I think it is very sad your prospective of the dairy business. You who have no understanding of the dairy business or cows from the look of it. All this animal rights stuff is really truly very sad.

This criticim is often levelled at vegans, that it is actually being far removed from the production process of our food that makes people sentimental about animals. Real farmers know where it is really at. But  I would be frighetened by a world in which consumers took no interest in where what they are buying comes from or had no right to call producers to account over their practice. I can’t help feeling that there is a, justifiable, vested interest for people whose livelihoods are threatened by a vegan diet and lifestyle and that this accounts for their sneering dismissal of “those animal rights people”.

I think it is imporatant that we do try to find out the facts about where our food comes from and make a choice so that’s what I am trying to do with Milk Mondays. I think I do have a little understanding of dairy (as I outlined in my last Milk Monday post) and I want to have more. If anyone would like to show me round their farm or do an interview or a guest post with another point of view, please get in touch.

For your info not all calves are on ” Powdered Milk”. It is actually called milk replacer. It is no different than a mother putting her baby on formula. Should we talk negatively of women who formula feed their babies???

So “powdered milk” is not strictly accurate. I am glad it has been clarified that what it is bears no relation to milk at all. No we shouldn’t talk negatively of women who formula feed their babies but if they were formula feeding their babies in order to give that baby’s (rightful) sustenance to be sold in a supermarket we might have cause for concern.  We remove calves from their mother in order to drink their milk – that seems bizzarre to me, sorry.

To boot, you mention the terrible fact that calves are removed from their mothers. Do you understand that the calves at a dairy are better treated and cared for than those calves that are raised on their mothers. Not all mother cows have mother instincts and on the ranch I have witnessed enough calf deaths due to the fact the mother either did not get the calf to suck or got kicked to death.

I don’t think for a moment that the behaviour of animals in captivity is normal. Could the lack of a maternal instinct in a cow have anything to do with the other pressures she is under by being forced to repeatedly breed or not have enough space? Even if calves are better looked after away from their mothers, that is only if they are fortunate enough to be female. I’m sure that if they had the capacity to be grateful, the male calves would rather enjoy a short, cramped life in a veal factory than be kicked to death by the mother.

When are you people going to realize that a cow is an animal. With animal instincts. It is not a human. People are so removed from their food these days it is aggravating. They malnurish their bodies to make a point.
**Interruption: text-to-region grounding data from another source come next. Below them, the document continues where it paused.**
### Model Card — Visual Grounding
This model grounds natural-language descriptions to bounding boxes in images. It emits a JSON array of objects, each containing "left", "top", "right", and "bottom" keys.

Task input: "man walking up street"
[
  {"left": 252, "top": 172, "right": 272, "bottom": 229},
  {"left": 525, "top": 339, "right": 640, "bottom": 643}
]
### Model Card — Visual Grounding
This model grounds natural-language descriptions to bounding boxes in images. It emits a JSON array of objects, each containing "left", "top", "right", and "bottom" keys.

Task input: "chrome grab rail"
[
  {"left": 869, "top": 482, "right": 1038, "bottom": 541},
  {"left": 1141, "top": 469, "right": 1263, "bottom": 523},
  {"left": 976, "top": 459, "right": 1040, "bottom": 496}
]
Animals are capable of suffering and we are responsible for that. One of the most fundamental “animal instincts” is the nurture denied to many dairy cows. Cows mask pain and discomfort very well, that’s one of the problems. I know this sounds sentimental but scientific research has confirmed an animals capacity to experience intense psychological distress, pain and misery. Ethically speaking, that is what we need to pay attention to.
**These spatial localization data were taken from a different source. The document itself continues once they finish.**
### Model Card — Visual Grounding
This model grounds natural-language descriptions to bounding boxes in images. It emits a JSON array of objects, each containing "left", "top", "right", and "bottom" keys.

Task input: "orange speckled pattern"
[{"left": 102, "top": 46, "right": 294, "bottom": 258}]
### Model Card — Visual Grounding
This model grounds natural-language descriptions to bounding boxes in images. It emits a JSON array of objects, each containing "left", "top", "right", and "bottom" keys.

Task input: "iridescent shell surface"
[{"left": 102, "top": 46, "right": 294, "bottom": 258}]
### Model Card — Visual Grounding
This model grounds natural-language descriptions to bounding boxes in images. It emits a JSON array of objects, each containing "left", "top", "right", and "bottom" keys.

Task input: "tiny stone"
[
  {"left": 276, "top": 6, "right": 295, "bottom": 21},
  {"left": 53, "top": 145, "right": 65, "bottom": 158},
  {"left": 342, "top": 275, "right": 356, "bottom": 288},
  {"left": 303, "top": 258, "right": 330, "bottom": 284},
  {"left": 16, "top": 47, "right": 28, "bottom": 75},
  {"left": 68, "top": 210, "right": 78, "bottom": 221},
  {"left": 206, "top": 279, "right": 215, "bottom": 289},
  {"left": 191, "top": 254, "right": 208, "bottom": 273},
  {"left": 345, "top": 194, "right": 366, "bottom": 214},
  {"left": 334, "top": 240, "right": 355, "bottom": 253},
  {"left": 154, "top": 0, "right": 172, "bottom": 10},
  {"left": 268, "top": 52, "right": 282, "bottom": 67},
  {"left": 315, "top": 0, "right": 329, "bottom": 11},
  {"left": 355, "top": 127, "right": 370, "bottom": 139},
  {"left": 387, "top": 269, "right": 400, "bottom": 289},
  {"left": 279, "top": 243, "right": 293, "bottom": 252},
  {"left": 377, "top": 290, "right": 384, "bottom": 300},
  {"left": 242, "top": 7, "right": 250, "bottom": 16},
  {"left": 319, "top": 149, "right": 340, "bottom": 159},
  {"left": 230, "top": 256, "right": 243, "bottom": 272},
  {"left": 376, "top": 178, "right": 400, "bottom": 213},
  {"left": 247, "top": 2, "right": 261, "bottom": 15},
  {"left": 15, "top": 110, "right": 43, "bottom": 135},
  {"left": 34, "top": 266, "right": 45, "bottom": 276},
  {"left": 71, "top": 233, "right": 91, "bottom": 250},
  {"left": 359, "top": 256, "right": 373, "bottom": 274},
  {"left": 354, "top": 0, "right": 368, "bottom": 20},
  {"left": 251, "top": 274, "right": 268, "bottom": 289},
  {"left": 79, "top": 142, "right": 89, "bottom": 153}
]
The idea that we would be malnourished without cows milk is twaddle. Humans had pretty much populated most of the planet before we domesticated the cow. I’m sorry but this really does rile me, we don’t need milk so it’s all very unnecessary. I am not malnourished, as my doctor can confirm.

Why don’t you take a job on a farm for 6 months and then publish an article with some relevance and real truth. And while your at it get some grain fed beef and eat a steak. Thanks for the article I found it very comicle.

I wonder if Ahmisa dairies needs a farm hand, I would like to be able to write more about their humane techniques that include allowing the calf to be naturally weaned and the mother to live beyond her “usefulness”. And, no, don’t get me started on beef and what it does to the planet.